RR Kabel
- Type: Public company
- Traded as: BSE: 543981 NSE: RRKABEL
- Industry: Electrical wires, cables, and consumer electrical products
- Predecessor: Ram Ratna Group
- Founded: 1995
- Founder: Rameshwarlal Kabra
- Area served: 80+ countries
- Revenue: ₹9,722.40 crore (US$1.0 billion) (FY 2025–26) ₹7,618.23 crore (US$790 million) (FY 2024–25)
- Net income: ₹492.20 crore (US$51 million) (FY 2025–26) ₹311.61 crore (US$32 million) (FY 2024–25)
- Website: www.rrkabel.com

= RR Kabel =

Indian manufacturer of wires, cables and consumer electrical products

RR Kabel is an Indian manufacturer of wires, cables, and consumer electrical products. It is headquartered in Mumbai, Maharashtra. The company operates in two segments: wires and cables, and fast-moving electrical goods (FMEG), such as fans, lighting, switches, and appliances. It is among the largest exporters of wires and cables from India. The company is listed on the Bombay Stock Exchange and the National Stock Exchange of India.

==History==

RR Kabel began with the Ram Ratna Group, a Mumbai-based family business founded by Rameshwarlal Kabra. The group manufactured winding wire in the 1960s and expanded into export trading through Ram Ratna International in the early 1990s. It entered the wires and cables business in 1995. The RR Kabel brand was launched in 1999 with a manufacturing facility at Silvassa in Dadra and Nagar Haveli. A second major plant opened at Waghodia in Gujarat later. The company added manufacturing units in Roorkee, Uttarakhand, and Bengaluru, and established an overseas factory in Bangladesh to produce enamelled wires and low-voltage cables.
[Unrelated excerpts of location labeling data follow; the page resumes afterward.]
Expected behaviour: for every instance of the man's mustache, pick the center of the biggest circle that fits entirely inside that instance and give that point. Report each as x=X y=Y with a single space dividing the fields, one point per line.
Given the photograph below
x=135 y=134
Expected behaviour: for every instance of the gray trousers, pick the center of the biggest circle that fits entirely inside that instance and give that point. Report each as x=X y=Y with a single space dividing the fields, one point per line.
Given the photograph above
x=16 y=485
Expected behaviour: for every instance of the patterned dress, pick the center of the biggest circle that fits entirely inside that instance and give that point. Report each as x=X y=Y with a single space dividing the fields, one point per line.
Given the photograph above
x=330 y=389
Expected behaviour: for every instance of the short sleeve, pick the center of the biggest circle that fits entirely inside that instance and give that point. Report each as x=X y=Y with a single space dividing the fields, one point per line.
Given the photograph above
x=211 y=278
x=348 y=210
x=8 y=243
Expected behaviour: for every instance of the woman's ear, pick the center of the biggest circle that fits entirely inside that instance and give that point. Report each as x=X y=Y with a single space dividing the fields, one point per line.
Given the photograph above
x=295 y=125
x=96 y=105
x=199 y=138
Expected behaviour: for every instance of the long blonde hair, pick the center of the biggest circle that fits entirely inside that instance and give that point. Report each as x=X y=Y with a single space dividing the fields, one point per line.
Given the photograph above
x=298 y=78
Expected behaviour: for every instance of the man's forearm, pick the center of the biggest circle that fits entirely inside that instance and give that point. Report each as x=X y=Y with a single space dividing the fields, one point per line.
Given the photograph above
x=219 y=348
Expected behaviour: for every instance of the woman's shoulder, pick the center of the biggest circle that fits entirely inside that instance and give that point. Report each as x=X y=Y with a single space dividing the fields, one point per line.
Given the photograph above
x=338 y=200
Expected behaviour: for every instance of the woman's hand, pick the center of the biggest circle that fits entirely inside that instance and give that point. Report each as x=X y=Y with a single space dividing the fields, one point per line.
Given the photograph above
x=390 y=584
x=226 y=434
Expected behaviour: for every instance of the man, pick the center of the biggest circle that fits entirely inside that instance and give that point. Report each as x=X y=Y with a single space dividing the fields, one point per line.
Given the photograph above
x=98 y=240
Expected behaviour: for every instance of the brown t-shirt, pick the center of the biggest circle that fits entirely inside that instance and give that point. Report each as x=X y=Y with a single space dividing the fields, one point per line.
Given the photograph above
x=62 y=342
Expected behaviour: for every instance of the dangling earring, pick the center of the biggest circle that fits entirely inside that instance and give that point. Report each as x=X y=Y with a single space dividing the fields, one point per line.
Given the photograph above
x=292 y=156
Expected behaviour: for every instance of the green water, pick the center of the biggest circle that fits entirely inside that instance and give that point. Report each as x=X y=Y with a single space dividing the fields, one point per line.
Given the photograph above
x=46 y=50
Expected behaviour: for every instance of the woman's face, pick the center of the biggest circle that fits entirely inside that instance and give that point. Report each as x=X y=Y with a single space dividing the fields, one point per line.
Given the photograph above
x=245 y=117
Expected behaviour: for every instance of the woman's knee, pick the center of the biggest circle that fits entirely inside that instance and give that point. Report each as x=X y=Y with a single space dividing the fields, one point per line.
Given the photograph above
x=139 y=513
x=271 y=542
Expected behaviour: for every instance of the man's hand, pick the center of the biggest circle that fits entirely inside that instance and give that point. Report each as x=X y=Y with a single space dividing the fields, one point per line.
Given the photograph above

In September 2019, private equity firm TPG Capital acquired a minority stake in the company for approximately ₹650 crore.

RR Kabel became a publicly traded company in September 2023.

In April 2025, the company's board terminated the employment of chief executive Dinesh Aggarwal. Aggarwal filed a commercial suit against RR Kabel in the Bombay High Court in June 2025. He sought ₹25 crore in damages and described his termination as premature and wrongful.

==Operations==

RR Kabel manufactures wires and cables for residential, commercial, industrial, and infrastructure use. Its product line includes low-smoke, zero-halogen (LSOH) insulated cables. The company says it was the first to introduce this technology in the Indian market. The wires and cables segment accounts for the substantial majority of the company's revenue.

The FMEG segment produces fans, lighting products, switches, and other consumer electrical appliances. It is a smaller but growing part of the business.

The company exports to markets in more than 80 countries.

Manufacturing is concentrated at facilities in Silvassa and Waghodia, with additional units in Roorkee and Bengaluru. In 2025, the company's board approved a capital expenditure plan of roughly ₹1450 crore to expand capacity at the Waghodia and Silvassa facilities.

==Awards and recognition==

RR Kabel was founded by Rameshwarlal Kabra, who received the Padma Shri in 2018 for his contributions to trade and industry.

RR Kabel was ranked #327 in the 2025 Fortune 500 India list, #335 in 2024, and #356 in 2023.